FirstCaribbean's Brady joins LIME
Published: Wednesday | September 16, 2009

Brady
Less than a year after he was promoted to head FirstCaribbean International Bank's (FCIB) investment banking operations across the region, Jamaican Milton Brady has left the finance house to join the regional telecoms group, LIME, as its chief commercial officer, the company announced Monday night.
LIME, formerly Cable & Wireless, also named Englishman David Crawford as its chief operating officer (COO). Crawford worked with C&W in Britain.
Brady, a career banker, could not be reached yesterday for comment on his short stint at FCIB's corporate headquarters in Barbados and a seemingly radical shift in career, but LIME's CEO David Shaw said he and Crawford were joining the telecoms firm at an "exciting time".

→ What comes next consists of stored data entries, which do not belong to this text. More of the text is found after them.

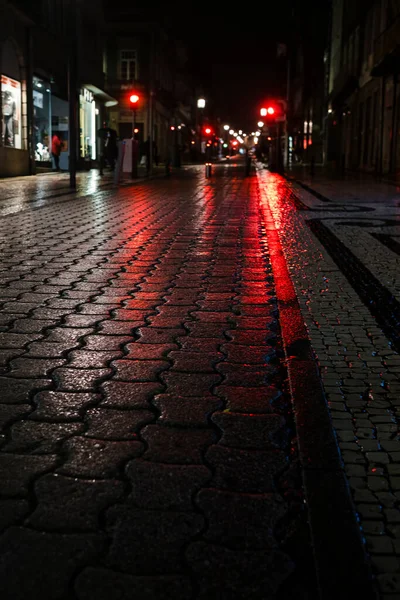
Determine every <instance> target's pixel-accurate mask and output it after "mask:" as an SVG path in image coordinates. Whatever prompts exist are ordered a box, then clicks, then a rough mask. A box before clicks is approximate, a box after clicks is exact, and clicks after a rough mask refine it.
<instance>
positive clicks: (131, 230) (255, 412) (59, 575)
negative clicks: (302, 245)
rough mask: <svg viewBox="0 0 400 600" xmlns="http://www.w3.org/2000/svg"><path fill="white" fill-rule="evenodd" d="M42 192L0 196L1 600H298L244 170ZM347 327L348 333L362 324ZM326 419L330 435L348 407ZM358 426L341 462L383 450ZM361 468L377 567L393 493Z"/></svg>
mask: <svg viewBox="0 0 400 600" xmlns="http://www.w3.org/2000/svg"><path fill="white" fill-rule="evenodd" d="M267 177H268V176H267ZM264 185H265V186H266V187H268V186H269V185H275V186H276V185H277V184H276V181H275V182H274V179H267V181H266V183H265V184H262V186H264ZM285 185H286V184H285ZM50 196H51V194H49V193H48V192H46V194H44V196H43V197H41V198H39V199H38V198H37V197H35V199H34V202H32V203H30V202H29V198H28V199H27V198H25V201H24V202H21V203H20V204H18V202H14V200H15V195H14V196H13V198H14V200H13V209H12V210H10V211H9V212H7V206H6V204H7V203H6V201H2V205H1V206H2V210H3V209H4V210H3V212H2V219H1V223H0V251H1V257H2V262H1V271H0V422H1V426H2V433H1V438H0V441H1V446H0V472H1V480H2V485H1V500H0V507H1V511H0V529H1V532H2V534H1V536H0V557H1V558H0V591H1V598H4V600H18V599H22V598H23V599H24V600H25V599H26V598H28V597H29V598H33V599H34V600H35V599H40V600H47V599H48V600H58V599H68V600H69V599H72V600H91V599H94V598H96V599H102V598H104V599H105V600H114V599H115V600H125V599H126V600H132V599H136V598H137V599H140V600H147V599H148V600H150V599H151V600H153V599H171V600H172V599H174V600H181V599H182V600H183V599H185V600H186V599H201V600H202V599H206V598H207V599H214V598H215V599H217V598H218V599H221V600H241V599H242V598H243V599H254V600H257V599H260V600H261V599H262V600H267V599H276V600H284V599H288V600H291V599H292V598H293V599H294V598H304V599H310V600H313V599H314V598H315V597H316V596H315V587H316V586H315V580H314V575H313V563H312V555H311V544H310V540H309V537H308V529H307V526H306V520H307V513H306V507H305V504H304V496H303V492H302V488H301V471H300V465H299V459H298V455H297V445H296V440H295V435H296V432H295V429H294V421H293V415H292V412H291V404H290V396H289V388H288V382H287V372H286V368H285V360H284V352H283V347H282V338H281V333H280V327H279V313H278V310H277V309H278V304H277V300H276V290H275V285H274V277H273V274H272V273H273V270H272V267H271V262H270V256H269V249H268V244H267V240H266V237H265V233H264V231H263V224H262V223H263V221H262V211H261V210H260V194H259V180H258V179H257V177H251V178H246V179H245V178H244V177H243V174H242V172H241V171H240V172H239V171H238V169H236V168H235V167H234V166H232V167H231V168H229V167H219V168H218V169H217V170H216V174H215V176H214V177H213V179H212V180H205V179H204V178H203V173H202V170H199V169H192V170H186V171H184V172H183V173H182V174H181V175H180V176H174V177H173V178H171V179H170V180H168V181H165V180H154V181H151V182H147V183H146V184H140V183H139V184H138V185H136V186H133V187H130V188H125V189H121V190H115V189H103V190H98V189H97V190H96V191H95V192H93V193H92V191H91V189H90V187H86V188H84V189H83V190H82V194H79V195H78V197H74V196H71V195H66V196H65V197H63V198H52V197H50ZM270 196H271V198H272V201H273V199H274V196H273V194H270ZM285 201H286V200H285V198H283V199H282V202H285ZM273 208H274V207H273ZM275 208H276V210H278V202H277V203H276V206H275ZM277 218H278V219H279V218H280V217H279V215H277ZM288 219H289V220H288V223H289V222H290V219H293V223H295V221H296V219H300V216H298V214H297V213H296V212H294V211H293V213H290V214H289V216H288ZM302 227H303V229H304V230H305V231H306V232H307V235H309V236H310V235H311V234H310V232H309V231H308V230H307V228H306V227H305V226H304V224H303V225H302ZM303 229H302V231H303ZM287 235H288V236H290V235H291V232H290V230H289V229H288V230H287ZM295 237H296V236H295ZM310 243H311V242H310ZM312 243H313V244H314V243H315V241H314V240H313V242H312ZM294 247H295V244H293V248H294ZM288 258H289V261H291V260H293V259H294V255H292V256H289V257H288ZM298 258H299V257H298V256H297V258H296V260H297V259H298ZM303 258H304V254H302V255H301V260H303ZM298 264H299V263H298ZM305 273H308V271H307V269H306V270H305ZM307 289H308V288H307ZM348 293H349V294H351V291H350V292H348ZM324 299H325V296H324ZM349 302H350V300H349ZM302 304H304V302H303V303H302ZM359 305H361V303H360V302H359V301H358V303H356V308H357V312H358V314H360V315H362V316H363V315H364V313H362V306H359ZM364 312H366V313H367V312H368V311H364ZM351 318H352V317H351V316H349V320H350V319H351ZM360 318H361V317H360ZM366 318H367V317H366ZM349 326H350V325H349ZM368 328H369V329H368V331H366V330H365V328H364V321H363V324H362V326H361V325H360V327H359V336H361V337H362V339H363V341H364V339H367V340H368V343H371V335H372V336H373V341H375V340H376V339H378V340H380V339H381V338H379V335H380V334H379V332H378V331H377V328H376V326H375V328H374V326H373V324H372V323H371V325H369V322H368ZM357 331H358V330H357ZM318 332H319V333H320V329H318ZM367 334H370V336H369V337H368V335H367ZM322 341H323V342H326V340H325V339H324V340H322ZM334 341H335V343H338V342H337V341H336V338H335V340H334ZM356 341H357V339H356V340H355V342H356ZM383 341H384V340H383V338H382V347H383ZM324 347H325V346H324ZM317 348H318V349H319V346H317ZM380 348H381V346H379V348H378V351H380ZM369 350H370V346H368V347H367V348H366V349H365V352H368V351H369ZM363 351H364V350H363ZM353 355H354V352H352V353H351V356H352V359H353V360H356V357H354V356H353ZM329 356H330V345H328V350H327V352H326V353H325V354H324V356H323V357H321V356H319V358H320V360H325V361H328V360H329ZM336 356H337V353H335V362H337V361H336ZM395 356H396V355H395V352H394V351H391V352H387V353H386V354H385V358H384V359H385V361H387V360H389V361H390V364H389V365H387V367H388V371H390V373H391V369H392V367H393V368H397V366H398V365H397V362H393V361H395ZM360 360H361V358H360ZM377 360H378V359H377V358H376V357H375V356H373V357H372V356H369V357H368V361H371V364H370V365H368V368H369V367H371V369H372V372H375V371H374V370H373V369H375V362H376V361H377ZM322 366H324V365H322ZM379 368H382V365H381V362H380V364H379ZM356 371H357V373H358V371H362V369H361V367H360V369H358V370H354V373H356ZM390 373H389V374H390ZM361 374H363V373H361ZM329 375H331V374H330V373H329ZM324 376H325V384H326V385H327V391H328V393H330V394H331V393H334V396H333V397H332V396H330V401H331V408H332V409H334V410H336V412H337V414H340V415H341V414H342V413H343V414H345V411H344V407H345V406H347V405H345V404H344V401H343V399H341V402H340V400H339V398H338V397H337V395H338V394H339V392H337V391H336V387H337V383H336V379H335V382H334V383H332V386H333V387H334V388H335V392H332V387H330V386H329V385H328V382H327V379H326V376H327V375H326V373H325V372H324ZM336 376H337V375H335V377H336ZM376 378H377V381H376V385H377V386H378V385H379V391H380V396H379V398H381V399H380V402H383V403H385V405H384V406H383V405H382V407H381V406H380V405H379V408H378V406H376V410H377V412H374V413H373V414H374V418H377V419H378V421H375V422H374V427H375V428H376V427H378V423H379V431H381V427H382V431H383V432H385V435H386V437H385V436H384V437H383V438H382V440H383V439H385V440H387V442H386V443H389V442H390V443H391V444H392V443H393V441H394V440H393V438H394V433H393V432H394V430H393V422H392V415H390V416H388V414H389V413H387V412H385V413H384V410H386V409H387V403H388V402H389V403H392V404H393V403H394V404H393V406H395V400H393V394H392V393H389V391H388V390H387V389H386V388H384V387H382V386H381V379H380V378H379V375H378V374H377V375H376ZM353 379H354V380H355V381H357V382H358V381H359V378H358V377H355V378H353ZM378 379H379V381H378ZM385 381H387V382H389V381H390V382H392V381H393V379H391V378H390V377H388V378H385ZM391 384H392V383H391ZM371 385H372V384H371ZM363 386H364V380H363ZM348 389H349V390H351V392H349V394H351V395H350V397H349V400H350V401H353V402H354V404H353V405H352V406H354V409H355V411H356V412H357V411H358V407H359V406H360V407H361V404H360V400H357V401H356V400H355V399H353V396H354V395H355V393H353V392H352V390H353V387H352V386H351V385H350V384H347V383H346V386H345V388H344V390H343V392H347V390H348ZM363 391H364V388H363ZM370 391H371V393H372V392H374V393H375V384H374V387H373V388H371V390H370ZM389 396H390V397H389ZM346 401H347V399H346ZM364 401H365V402H366V403H368V402H370V400H369V397H368V398H365V399H364ZM392 404H390V406H392ZM358 412H361V411H358ZM346 414H347V413H346ZM378 415H379V416H378ZM337 420H339V421H340V424H341V425H342V424H343V425H344V424H346V425H347V427H345V428H344V429H343V431H344V433H346V436H347V437H346V436H345V438H341V440H342V441H343V442H345V443H346V444H350V442H351V440H350V428H349V424H350V419H347V420H346V419H342V418H338V419H334V424H336V421H337ZM380 423H382V426H381V425H380ZM362 424H363V427H362V430H365V431H366V435H364V436H363V437H362V440H363V442H362V444H365V442H364V440H367V441H368V447H366V446H365V445H363V446H362V447H360V450H359V454H360V456H361V457H364V456H366V460H372V459H373V458H374V457H375V456H376V453H377V452H380V453H382V456H385V457H386V456H389V454H388V453H390V452H392V447H390V448H389V447H385V448H384V449H382V450H381V448H377V447H376V446H377V442H376V441H375V445H374V446H373V447H372V446H371V444H372V443H373V442H374V439H373V438H374V436H373V435H370V437H368V435H367V431H369V432H370V433H371V431H376V429H373V430H372V429H371V428H369V427H370V426H369V425H367V424H366V421H365V417H362ZM341 431H342V429H341ZM360 431H361V429H360ZM356 433H357V432H356ZM360 439H361V438H360ZM357 440H359V438H357ZM358 443H359V442H358ZM353 444H354V448H357V449H358V446H357V441H356V440H353ZM343 450H346V451H347V452H349V454H351V455H352V456H353V454H354V455H355V454H357V452H356V451H354V450H353V446H352V447H351V448H343ZM365 452H366V454H365ZM393 452H394V454H395V451H393ZM395 458H396V457H394V459H395ZM394 459H393V458H391V459H390V460H394ZM388 462H389V459H388ZM375 463H376V461H375V462H374V464H375ZM362 466H363V465H358V464H356V463H355V464H354V467H352V468H354V469H355V471H351V472H349V473H348V474H349V476H350V482H351V485H352V487H353V488H354V489H355V490H356V491H357V493H358V494H359V498H361V500H362V502H363V506H365V511H366V512H365V514H366V518H367V519H370V518H371V515H372V516H373V517H374V518H373V519H371V520H369V521H368V522H369V523H371V524H372V525H371V529H370V531H368V532H366V535H367V533H368V536H367V537H368V543H370V540H371V539H372V540H373V542H374V543H375V544H378V545H377V546H376V547H377V552H376V554H377V556H376V562H377V564H378V563H379V559H380V558H381V555H382V554H385V552H386V553H387V549H388V548H389V546H388V545H387V544H390V552H391V553H392V554H393V556H392V560H393V561H397V559H396V558H395V550H396V546H395V541H393V540H395V533H396V525H395V523H396V520H395V519H394V513H395V512H396V514H397V507H396V501H397V496H396V490H394V489H393V488H392V487H391V488H390V489H389V487H388V488H384V483H383V482H387V485H388V486H389V483H390V485H391V486H392V483H393V481H396V473H395V472H394V471H393V472H389V473H386V470H387V469H388V466H387V464H386V463H385V464H384V465H380V463H379V466H378V463H377V472H376V473H375V472H374V473H373V474H372V473H369V474H368V476H367V473H366V471H363V473H361V468H362ZM390 466H391V465H390ZM369 479H370V480H371V481H374V482H378V484H377V486H376V485H375V487H374V485H372V484H371V485H369V487H368V486H367V483H368V481H369ZM379 502H381V503H382V504H383V505H384V509H383V510H381V511H380V513H379V517H375V514H377V509H376V508H375V506H377V504H378V503H379ZM391 503H392V504H391ZM389 505H390V506H389ZM371 507H372V508H371ZM371 510H372V512H371ZM392 515H393V518H392ZM383 518H385V519H389V523H391V524H392V525H391V526H390V531H389V532H387V534H385V535H383V536H377V535H376V534H377V533H379V531H377V530H376V529H374V527H375V528H376V527H382V526H383V525H382V523H383ZM390 519H391V520H390ZM385 527H386V524H385ZM379 544H381V545H379ZM380 564H383V563H382V560H381V562H380ZM393 565H394V563H393ZM378 566H379V565H378ZM384 577H387V576H386V575H384ZM392 579H393V578H392ZM382 585H383V586H385V585H389V582H388V583H387V584H386V580H385V581H383V582H382ZM343 597H344V596H343Z"/></svg>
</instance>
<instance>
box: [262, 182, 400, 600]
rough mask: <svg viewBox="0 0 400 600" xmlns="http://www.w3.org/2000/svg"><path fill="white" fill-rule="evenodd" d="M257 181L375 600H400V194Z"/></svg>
mask: <svg viewBox="0 0 400 600" xmlns="http://www.w3.org/2000/svg"><path fill="white" fill-rule="evenodd" d="M259 176H260V177H261V179H262V180H263V182H264V184H263V185H264V192H265V195H266V197H269V198H270V205H271V210H272V211H273V215H274V220H275V224H276V226H277V227H279V234H280V240H281V243H282V246H283V251H284V255H285V259H286V262H287V265H288V269H289V271H290V273H291V279H292V282H293V285H294V288H295V291H296V296H297V298H298V302H299V306H300V309H301V313H302V317H303V319H304V323H305V324H306V326H307V330H308V335H309V338H310V341H311V345H312V348H313V352H314V355H315V358H316V361H317V364H318V368H319V373H320V376H321V379H322V383H323V386H324V392H325V395H326V399H327V403H328V408H329V412H330V417H331V421H332V425H333V428H334V431H335V435H336V438H337V442H338V446H339V449H340V454H341V460H342V465H343V469H344V472H345V474H346V478H347V482H348V486H349V488H350V490H351V495H352V499H353V503H354V508H355V511H356V513H357V515H358V519H359V525H360V530H361V533H362V536H363V539H364V541H365V547H366V550H367V553H368V555H369V557H370V561H371V566H372V569H373V572H374V573H375V577H376V581H377V583H378V587H379V598H381V599H384V600H389V599H393V600H394V599H395V598H399V597H400V583H399V582H400V545H399V540H400V530H399V523H400V511H399V498H400V477H399V475H400V423H399V417H398V407H399V405H400V335H399V334H400V332H399V323H400V243H399V239H400V193H399V191H398V190H397V189H396V187H395V186H393V185H390V184H386V183H382V182H371V180H370V179H369V178H364V179H363V178H358V179H357V180H354V179H352V178H350V177H349V178H347V179H346V180H340V181H339V180H333V179H331V178H327V177H324V176H322V175H321V174H317V175H316V176H315V177H314V178H313V179H311V178H309V177H308V178H306V177H303V178H302V179H300V180H297V182H296V181H294V180H286V181H285V180H283V179H280V178H279V176H273V175H271V174H269V173H266V172H261V173H260V174H259ZM279 180H280V181H281V183H279ZM277 185H278V186H279V187H280V188H281V193H279V194H277V193H276V189H277ZM285 189H287V190H288V191H289V193H287V194H285V193H283V192H284V190H285ZM315 435H318V434H315ZM327 472H329V473H330V479H331V478H332V476H333V472H332V470H327ZM328 479H329V478H328ZM321 552H324V551H323V549H321ZM350 564H351V563H350ZM371 591H372V587H371Z"/></svg>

"As we enter the next phase of our One Caribbean journey I am fine-tuning the way we run the business, by blending the best of Caribbean leadership with expertise from other markets," Shaw said of the appointments.
Telecoms provider
Cable & Wireless, a London-based telecommunications company, was for nearly a century the monopoly telecoms provider in the English-speaking Caribbean, until its dominance was broken at the start of this decade by Digicel, which launched its Caribbean foray in Jamaica, providing mobile telephone service.
( L - R ) Shaw, Crawford
Digicel has expanded to elsewhere in the region, claiming to be the fastest-growing mobile service provider in the area, with more than eight million subscribers in the Caribbean and Central America.
Last year, Cable and Wireless announced a restructuring of its separate regional businesses into a single seamless operation - although the entities remain distinct companies - and rebranded as LIME.
Competitive position
It is within this structure that Brady will be responsible for strengthening the business' competitive position and, according to Shaw, drive "future growth across all the islands in which LIME operates".
Brady worked in senior positions in banking in the United States and Europe before becoming head of FCIB's Jamaica subsidiary.
Last November, it was announced that he would be promoted to be managing director of the bank's corporate investment business and formally took up the post in January, when he also joined an eight-member executive group to run the bank.